El amor es mucho más hondo y
verdadero. Tiene horizontes, le faltan límites. ¿Dónde siento que se juega mi amor hoy?
Claro que quiero vivir la vida
eterna. Quiero heredarla. Quiero poseer el amor de Dios para siempre.
Pero quiero caminar desde mi amor. Desde lo que soy. Desde mi
verdad.
¿Qué tengo que hacer? A menudo
no tengo clara la respuesta.
Sé distinguir muy bien entre el
bien y el mal. Entre aquellas cosas que me hacen crecer como persona y las que
me hacen languidecer. Entre lo que me lleva a ser generoso y lo que me vuelve
egoísta. En esos momentos no hay duda. No tiemblo. Actúo. Opto por el amor y funciona.

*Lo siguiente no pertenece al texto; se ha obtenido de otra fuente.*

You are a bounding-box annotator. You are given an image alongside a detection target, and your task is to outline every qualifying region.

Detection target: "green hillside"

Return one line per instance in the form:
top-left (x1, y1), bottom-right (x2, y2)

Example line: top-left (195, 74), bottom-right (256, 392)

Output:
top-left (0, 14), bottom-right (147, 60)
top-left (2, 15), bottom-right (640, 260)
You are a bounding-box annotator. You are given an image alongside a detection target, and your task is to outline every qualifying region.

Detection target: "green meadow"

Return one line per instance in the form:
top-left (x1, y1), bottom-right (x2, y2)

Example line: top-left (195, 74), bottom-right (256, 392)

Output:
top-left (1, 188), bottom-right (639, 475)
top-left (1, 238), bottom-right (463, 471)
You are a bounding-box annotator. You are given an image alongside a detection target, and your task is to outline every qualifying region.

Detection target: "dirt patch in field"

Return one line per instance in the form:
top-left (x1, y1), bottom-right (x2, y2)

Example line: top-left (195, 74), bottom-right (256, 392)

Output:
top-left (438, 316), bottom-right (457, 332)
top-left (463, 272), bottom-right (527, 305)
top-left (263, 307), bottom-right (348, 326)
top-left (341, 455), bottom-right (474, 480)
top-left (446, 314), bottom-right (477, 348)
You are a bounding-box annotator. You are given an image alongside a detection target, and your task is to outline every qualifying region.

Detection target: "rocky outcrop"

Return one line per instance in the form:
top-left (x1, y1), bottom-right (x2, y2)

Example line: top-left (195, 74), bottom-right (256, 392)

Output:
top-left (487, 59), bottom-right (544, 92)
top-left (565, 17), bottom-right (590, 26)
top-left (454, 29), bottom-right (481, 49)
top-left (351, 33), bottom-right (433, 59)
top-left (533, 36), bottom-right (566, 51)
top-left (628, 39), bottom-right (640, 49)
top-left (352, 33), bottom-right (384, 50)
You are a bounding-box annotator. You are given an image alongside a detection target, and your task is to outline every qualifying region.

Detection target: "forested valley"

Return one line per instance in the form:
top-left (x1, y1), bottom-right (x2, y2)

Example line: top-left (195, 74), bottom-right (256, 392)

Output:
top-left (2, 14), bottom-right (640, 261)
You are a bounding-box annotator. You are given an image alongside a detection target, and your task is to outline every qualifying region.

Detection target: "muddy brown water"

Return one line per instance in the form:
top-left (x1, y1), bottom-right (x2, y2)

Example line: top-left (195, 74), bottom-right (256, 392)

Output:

Pero de repente surgen las dudas.
Tengo que optar entre un bien y otro bien posible. Dos bienes que chocan en el
tiempo y me exigen dar una respuesta clara.
¿Dónde
me quiere Dios en ese momento? ¿Qué quiere Dios que haga con mi vida? ¿Tengo
que seguir ese camino o el otro? En
esos momentos de incertidumbre, tiemblo y dudo. Siento que me entran agobios
profundos.
¿Dónde
me habla Dios? Es
la pregunta más verdadera que surge en el camino. Entre dos bienes posibles.
Entre dos caminos de santidad ante mis ojos. ¿Por cuál opto?
No puedo contar con la hoja de
ruta. De nada me sirven las recetas que me propongan. En ese momento
sólo me queda el corazón que ha de buscar con calma y lucidez el querer de Dios.
Ver dónde Dios hará más fecunda mi vida.
Y saber que sea lo que sea
aquello por lo que opte, Dios no me dejará en
el camino. Él estará conmigo en mis decisiones.
No sé si serán las correctas. No
sé si el otro camino hubiera sido el más querido por Dios. Quizás sólo en el
cielo lo sabré.
Pero tengo una certeza. Allí, en
aquello que he elegido. En el bien por el que he optado. Si lo he buscado con
humildad, como un niño abierto al querer de Dios y he visto que iba por ahí. En
ese momento de lucidez, tengo que guardar una certeza. Dios
me acompaña y bendice cada uno de mis pasos. Esto me da tanta paz.